In its original interpretation it translated as the following:

  • People – anyone can study with the OU, there were no entry requirements
  • Places – you could study at a distance and didn’t need to attend a campus
  • Methods – part time, distance education, augmented by the use of television, summer schools, face to face tutorials and then other technologies
  • Ideas – less tangible, but for instance when the traditional universities were being snobbish and refusing to let the OU run summer schools, they considered hiring a boat and doing summer school cruises around the UK (the other unis realised what a massive cash cow summer schools would be and so this idea was not put into place).

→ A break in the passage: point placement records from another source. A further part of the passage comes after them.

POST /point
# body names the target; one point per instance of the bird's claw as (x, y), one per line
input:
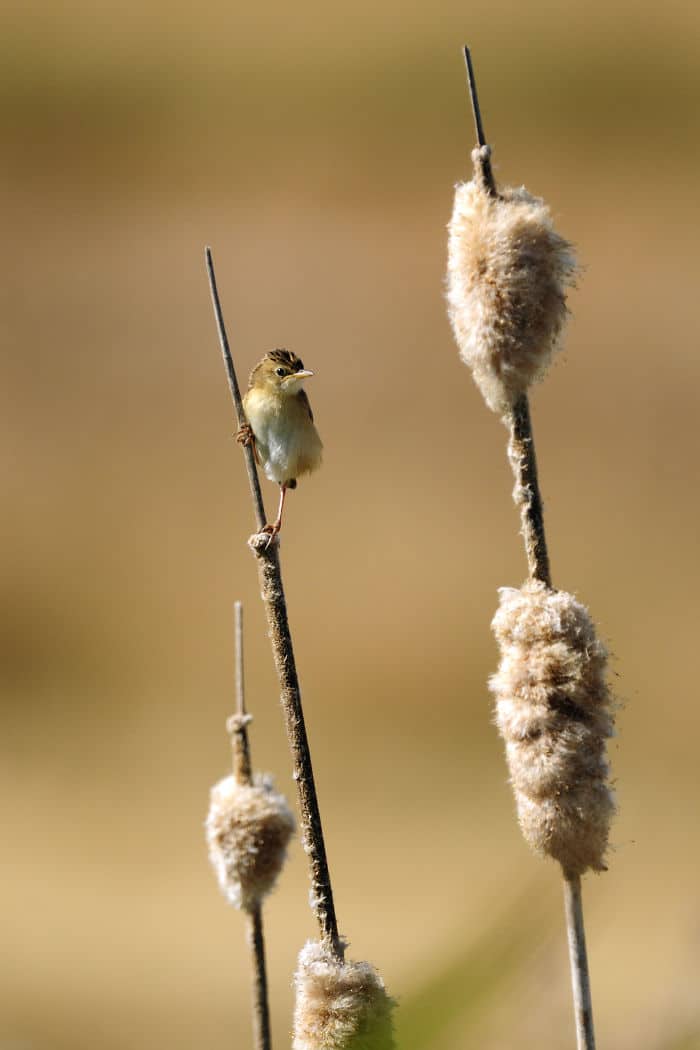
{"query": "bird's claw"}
(273, 530)
(245, 435)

The adoption of OER can be seen as an extension of this mission. But it also underpins each of my four example above, for instance in doing research we have to be open to methods, there are often different approaches you need to adopt to get at an answer (not just quantitative research for example).

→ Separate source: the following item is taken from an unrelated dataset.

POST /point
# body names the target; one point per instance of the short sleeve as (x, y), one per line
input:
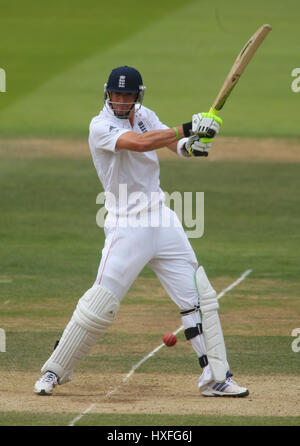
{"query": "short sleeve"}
(103, 135)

I raise this because someone commented yesterday that they hadn’t really twigged that it meant the OPEN university. I know what they mean, we get accustomed to saying it as one noun, and not hearing the individual elements. But the mission statement illustrates I think how much openness is core to its identity. It’s a pretty good statement to return to when considering the direction of the OU I find, and if I were tasked with coming up with a mission statement that was relevant today, I don’t think I could do better.

2 Comments

  • lornamcampbell

    Hi Martin, “open to people, places, methods and ideas” is a great mission statement and I really like the way you’ve expanded it. My question is whether the university applies these principles to its staff as well as its students? This isn’t a dig at the OU, not by a long shot, I could ask this question of any university in the current political and funding climate. We’re all trying to ensure that our institutions are more diverse and inclusive for students, and heaven forbid, more “customer focused”, but at the same time we’re seeing increasing casualisation of contracts, more challenging working conditions and greater insecurity for staff across the sector. I’m just thinking aloud here and wondering what we can do to ensure that these admirable open principles apply equally to both staff and students right across the sector? Ok, I’ll get off my Friday afternoon soap box now :}

    • admin

      Hi Lorna – soap boxes welcome 🙂 You are quite right to raise this. I can’t speak for the whole OU, but my impression is it does a good job in some areas, but not so good in others. For instance, research staff are exempt from the 3 year contract rule, which means they can be on endless contracts. This is currently being addressed from an HR perspective, but in terms of ‘open’ there’s a question as to whether this privileges certain people.